Demand Citation Vigilance

In 1992, I discussed "bibliographic negligence," and a decade earlier I discussed "citation amnesia."

By | January 21, 2002

Isaac Ginsburg's "Disregard Syndrome"1 produced a spate of letters. Such anecdotal evidence for unwitting or intentional duplication of research is common. But I am not aware of any systematic study of the extent of such duplication. In 1992, I discussed "bibliographic negligence,"2 and a decade earlier I discussed "citation amnesia."3 In the latter, I cited John Martyn's now classic survey of more than 647 British scientists,4 which indicated that 22% of researchers had missed relevant information that would have saved time, money, or work. But his study did not measure the extent of deliberate disregard of the literature. And there are other variants such as unconscious plagiarism or cryptomnesia, a term invented by Sigmund Freud and discussed by Robert K. Merton,5 and reviewed in the Current Contents essays cited and in a follow-up published two years later.6

While the journal literature is often deficient in documentation, it is small compared to the bibliographic neglect displayed by inventors and patent examiners. To encourage honesty in these matters the US Patent office expedites patent applications that are supported with prior art searches conducted by professional patent searchers. But there is no strict legal requirement for this. However, years of neglect have led to the issuance of thousands of absurd patents, many of which have been challenged in the courts.

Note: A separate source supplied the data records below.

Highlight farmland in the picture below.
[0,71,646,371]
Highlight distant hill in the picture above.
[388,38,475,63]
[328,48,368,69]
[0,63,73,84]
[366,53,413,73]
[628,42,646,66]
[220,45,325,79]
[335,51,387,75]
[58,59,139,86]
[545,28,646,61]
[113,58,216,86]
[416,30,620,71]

There will never be a perfect solution to the problem of acknowledging intellectual debts. But a beginning can be made if journal editors will demand a signed pledge from authors that they have searched Medline, Science Citation Index, or other appropriate print and electronic databases. Perhaps researchers need to sign the equivalent of a Hippocratic Oath that includes a profile of the terms used in searching. Editors and readers can and often do chastise authors who violate that implicit understanding. Working out the details awaits the establishment of an appropriate "science court"7,8 that could deal with intellectual theft, intentional or otherwise. These matters come under the general heading of literature forensics, admirably discussed by Chris Daughton of the EPA Environmental Chemistry Branch.9 Faith McLellan has provided an apt discussion of the idea of "Old Medline" and the older literature in general.10

Eugene Garfield ( is president and editor in chief of The Scientist.

1. I. Ginsburg, "The Disregard Syndrome: A menace to honest science," The Scientist, 15[24]:51, Dec. 10, 2001.

2. E. Garfield, "Bibliographic negligence: A serious transgression," The Scientist, 5[23]:14, Nov. 25, 1991. Reprinted in Essays of an Information Scientist, Volume 14, pages 398-99. Philadelphia: ISI Press, 1992.

3. E. Garfield, "From citation amnesia to bibliographic plagiarism," Current Contents, No. 23, pages 5-9, June 9, 1980. Reprinted in Essays of an Information Scientist, Volume 4, pages 503-507. Philadelphia: ISI Press, 1981.

4. J. Martyn, "Unintentional Duplication of Research," New Scientist, 377:388, 1964.

5. R.K. Merton, The Sociology of Science. Chicago: University of Chicago Press, pages 402-3, 1973.

6. E. Garfield, "More on the ethics of scientific publication: abuses of authorship attribution and citation amnesia undermine the reward system of science," Current Contents, No. 30, pages 5-10, July 26, 1982. Reprinted in Essays of an Information Scientist, Volume 5, pages 621-626. Philadelphia: ISI Press, 1983.

7. E. Garfield, "Can a science court settle controversies between scientists?" Current Contents, No. 28, pages 3-6, July 10, 1989. Reprinted in Essays of an Information Scientist, Volume 12, pages 189-191. Philadelphia: ISI Press, 1991.

8. E. Garfield, "Contemplating a science court: On the question of Institutionalizing scientific fact finding,"The Scientist 1[6]:9, 29, Feb. 9, 1987. Reprinted in Essays of an Information Scientist, Volume 12, pages 191-192. Philadelphia: ISI Press (1991).

9 C.G. Daughton, "Literature forensics? Door to what was known but now forgotten," Environmental Forensics, 2:277-82, 2001.

10. F. McLellan, "1966 and all that - when is a literature search done?" The Lancet, 358[9282]:646, Aug. 25, 2001.